Cell Therapy Center, Beijing Institute of Geriatrics, Xuanwu Hospital Capital Medical University, and Key Laboratory of Neurodegenerative Diseases, Ministry of Education, Beijing, China.
Center of Neural Injury and Repair, Beijing Institute for Brain Disorders, Beijing, China.
Clin Cancer Res. 2019 Sep 15;25(18):5595-5607. doi: 10.1158/1078-0432.CCR-19-0916. Epub 2019 Jul 12.
CD19 chimeric antigen receptor (CAR)-T therapy has shown impactful results in treatment of B-cell malignancies. However, immune recognition of the murine scFv may render subsequent infusion(s) ineffective. Also, nonselective expansion of both CAR-transduced and nontransduced T cells during the production stage affects the yield and purity of final products. Here, we aim to develop a humanized selective (hs) CD19 CAR to solve the above problems. A CD19 hsCAR was designed, which incorporated a short selective domain between the humanized heavy chain and light chain. The CAR was examined for its property, and then trialed in 5 highly treated B-ALL patients.
hsCAR possessed around 6-fold higher affinity to CD19 versus murine CAR (mCAR). Incubation with selective domain-specific mAbs (SmAb) selectively expanded CAR-transduced T cells, and led to a higher proportion of central memory T cells in the final products. SmAb-stimulated CD19 hsCAR-T cells exhibited superior antitumor cytotoxic functions and . Autologous ( = 2) and allogeneic donor ( = 3, with hematopoietic stem cell transplantation) hsCAR-T cells were infused into 5 patients who had relapsed after receiving mCAR-T treatments. Two patients received mCAR-T treatments twice previously but the second treatments were ineffective. In contrast, subsequent hsCAR-T treatments proved effective in all 5 patients and achieved complete molecular remission in four, including one with extramedullary disease with central nervous system involvement.

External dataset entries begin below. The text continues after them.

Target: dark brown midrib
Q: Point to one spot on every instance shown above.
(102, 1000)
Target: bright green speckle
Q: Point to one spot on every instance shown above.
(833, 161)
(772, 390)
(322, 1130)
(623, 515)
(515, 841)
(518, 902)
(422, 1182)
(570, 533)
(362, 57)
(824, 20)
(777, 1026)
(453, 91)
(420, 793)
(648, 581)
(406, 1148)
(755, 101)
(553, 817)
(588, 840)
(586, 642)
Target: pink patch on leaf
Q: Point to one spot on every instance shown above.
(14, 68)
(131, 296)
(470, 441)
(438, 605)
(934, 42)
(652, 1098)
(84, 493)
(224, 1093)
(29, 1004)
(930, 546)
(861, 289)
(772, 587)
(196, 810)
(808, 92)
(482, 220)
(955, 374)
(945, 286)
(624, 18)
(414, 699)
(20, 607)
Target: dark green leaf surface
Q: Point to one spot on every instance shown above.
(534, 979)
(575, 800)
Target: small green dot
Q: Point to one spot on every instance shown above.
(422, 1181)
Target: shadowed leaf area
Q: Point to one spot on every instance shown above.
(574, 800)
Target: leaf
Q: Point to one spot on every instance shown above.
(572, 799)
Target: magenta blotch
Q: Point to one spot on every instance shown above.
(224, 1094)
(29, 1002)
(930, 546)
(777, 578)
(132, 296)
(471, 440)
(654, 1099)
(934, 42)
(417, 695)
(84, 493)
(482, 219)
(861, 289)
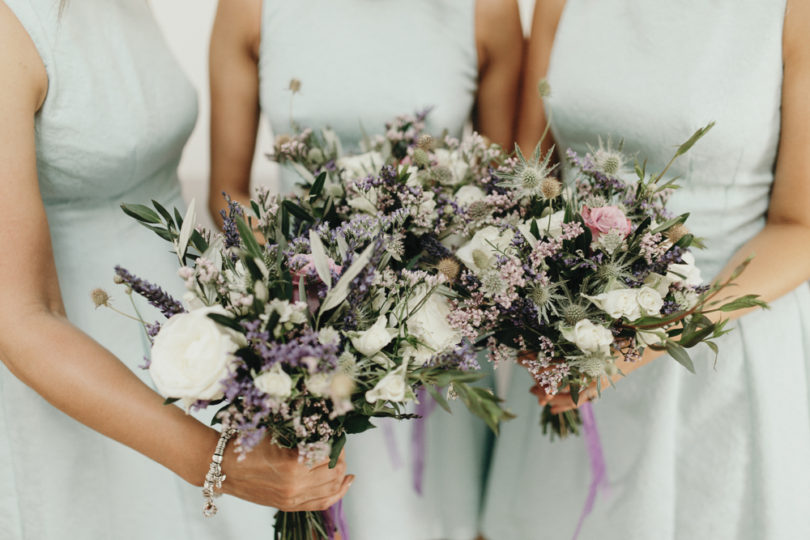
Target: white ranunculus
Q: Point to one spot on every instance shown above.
(360, 166)
(658, 282)
(430, 326)
(275, 382)
(687, 273)
(365, 202)
(550, 226)
(191, 356)
(466, 195)
(589, 337)
(618, 303)
(318, 384)
(371, 341)
(649, 301)
(392, 387)
(479, 250)
(454, 162)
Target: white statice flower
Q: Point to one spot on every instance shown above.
(319, 384)
(687, 273)
(479, 253)
(192, 354)
(649, 300)
(466, 195)
(658, 282)
(275, 382)
(429, 324)
(549, 226)
(618, 303)
(365, 201)
(589, 337)
(370, 342)
(360, 166)
(455, 163)
(392, 387)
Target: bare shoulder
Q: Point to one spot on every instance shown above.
(240, 21)
(20, 63)
(796, 34)
(497, 27)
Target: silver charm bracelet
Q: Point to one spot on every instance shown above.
(214, 477)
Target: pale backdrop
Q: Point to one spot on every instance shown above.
(187, 25)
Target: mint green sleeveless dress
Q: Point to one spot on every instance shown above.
(361, 63)
(112, 128)
(722, 454)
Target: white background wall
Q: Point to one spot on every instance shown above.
(187, 25)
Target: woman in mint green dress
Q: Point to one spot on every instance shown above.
(360, 63)
(94, 111)
(722, 454)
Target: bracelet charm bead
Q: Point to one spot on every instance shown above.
(215, 477)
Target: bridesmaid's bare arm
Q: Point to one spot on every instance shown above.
(65, 366)
(234, 78)
(499, 38)
(532, 119)
(781, 256)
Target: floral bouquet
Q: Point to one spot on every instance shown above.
(304, 336)
(574, 276)
(563, 278)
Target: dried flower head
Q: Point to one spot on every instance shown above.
(449, 267)
(100, 297)
(421, 158)
(676, 232)
(550, 188)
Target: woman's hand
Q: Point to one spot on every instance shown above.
(273, 476)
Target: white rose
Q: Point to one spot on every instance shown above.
(466, 195)
(318, 384)
(365, 202)
(687, 273)
(392, 387)
(275, 383)
(430, 326)
(360, 166)
(372, 341)
(589, 337)
(618, 303)
(191, 356)
(454, 162)
(649, 301)
(479, 253)
(550, 226)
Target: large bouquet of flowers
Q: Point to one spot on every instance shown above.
(304, 331)
(563, 277)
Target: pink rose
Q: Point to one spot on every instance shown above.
(605, 219)
(308, 269)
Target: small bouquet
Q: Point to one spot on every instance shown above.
(572, 277)
(302, 330)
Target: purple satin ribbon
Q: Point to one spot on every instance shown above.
(597, 459)
(336, 520)
(418, 443)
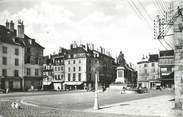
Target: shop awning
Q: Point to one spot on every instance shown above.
(72, 83)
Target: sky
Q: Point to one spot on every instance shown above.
(112, 24)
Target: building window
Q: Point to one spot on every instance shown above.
(5, 50)
(89, 77)
(69, 77)
(28, 71)
(36, 72)
(16, 51)
(79, 68)
(16, 73)
(79, 77)
(55, 68)
(74, 77)
(4, 61)
(145, 65)
(153, 70)
(36, 60)
(16, 62)
(4, 72)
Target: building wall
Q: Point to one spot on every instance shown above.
(10, 66)
(11, 59)
(82, 65)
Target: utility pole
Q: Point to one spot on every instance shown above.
(96, 105)
(95, 69)
(178, 70)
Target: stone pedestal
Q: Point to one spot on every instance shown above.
(120, 75)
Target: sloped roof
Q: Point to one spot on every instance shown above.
(77, 50)
(8, 36)
(153, 57)
(166, 53)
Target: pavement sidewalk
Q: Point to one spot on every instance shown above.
(161, 106)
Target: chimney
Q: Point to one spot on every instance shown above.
(20, 29)
(7, 24)
(12, 26)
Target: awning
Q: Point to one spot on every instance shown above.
(73, 83)
(32, 77)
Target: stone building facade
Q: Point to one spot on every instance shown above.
(78, 63)
(23, 56)
(166, 65)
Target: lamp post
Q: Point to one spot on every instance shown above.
(96, 105)
(96, 71)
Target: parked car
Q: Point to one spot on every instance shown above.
(2, 91)
(142, 90)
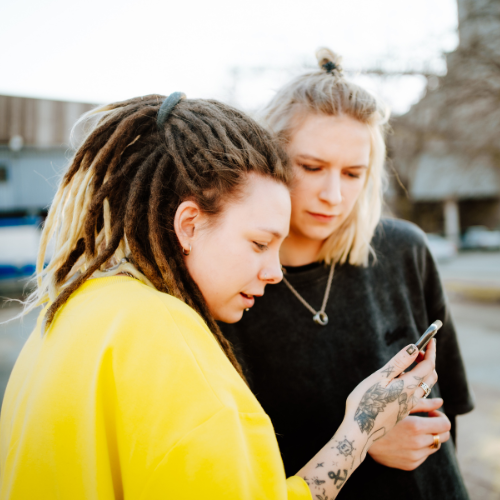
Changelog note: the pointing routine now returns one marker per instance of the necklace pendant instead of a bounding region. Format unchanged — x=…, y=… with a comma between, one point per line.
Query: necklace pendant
x=320, y=318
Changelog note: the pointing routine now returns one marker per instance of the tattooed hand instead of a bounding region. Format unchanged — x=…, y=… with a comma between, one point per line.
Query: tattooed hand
x=408, y=445
x=387, y=396
x=372, y=410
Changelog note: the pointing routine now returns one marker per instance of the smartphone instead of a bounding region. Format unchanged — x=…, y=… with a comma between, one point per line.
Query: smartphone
x=428, y=335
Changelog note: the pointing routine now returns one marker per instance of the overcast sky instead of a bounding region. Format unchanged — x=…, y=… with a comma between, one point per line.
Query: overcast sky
x=106, y=50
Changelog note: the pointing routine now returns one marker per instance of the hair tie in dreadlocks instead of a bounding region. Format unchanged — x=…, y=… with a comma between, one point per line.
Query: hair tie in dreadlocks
x=166, y=108
x=330, y=67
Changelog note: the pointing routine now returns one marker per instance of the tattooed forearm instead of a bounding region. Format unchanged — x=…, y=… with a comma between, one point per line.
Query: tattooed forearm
x=414, y=386
x=338, y=478
x=374, y=402
x=344, y=447
x=388, y=371
x=374, y=436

hsCD19 CAR-T treatment shows efficacy in highly treated B-ALL patients who have relapsed after receiving CD19 mCAR-T therapies.
嵌合抗原受体(CAR)-T 疗法在治疗 B 细胞恶性肿瘤方面已显示出显著疗效。然而,对鼠源 scFv 的免疫识别可能会使随后的输注无效。此外,在生产阶段,CAR 转导和未转导 T 细胞的非选择性扩增会影响最终产品的产量和纯度。在此,我们旨在开发一种人源化选择性(hs)CD19 CAR 来解决上述问题。设计了一种 CD19 hsCAR,在人源化重链和轻链之间加入了一个短的选择性结构域。对 CAR 的性能进行了检测,并在 5 例经过高度治疗的 B-ALL 患者中进行了试验。
hsCAR 对 CD19 的亲和力比对鼠源 CAR(mCAR)高约 6 倍。与特异性选择性结构域 mAb(SmAb)孵育可选择性扩增 CAR 转导的 T 细胞,并导致最终产物中中央记忆 T 细胞的比例更高。SmAb 刺激的 CD19 hsCAR-T 细胞表现出优越的抗肿瘤细胞毒性作用和增殖能力。两名患者之前接受过两次 mCAR-T 治疗但第二次治疗无效,随后对 5 例接受 mCAR-T 治疗后复发的患者输注了自体(n=2)和同种异体供体(n=3,接受造血干细胞移植)hsCAR-T 细胞。相反,后续的 hsCAR-T 治疗在所有 5 例患者中均有效,其中 4 例达到完全分子缓解,包括 1 例有髓外疾病伴中枢神经系统受累。
hsCD19 CAR-T 治疗在接受 CD19 mCAR-T 治疗后复发的高度治疗 B-ALL 患者中显示出疗效。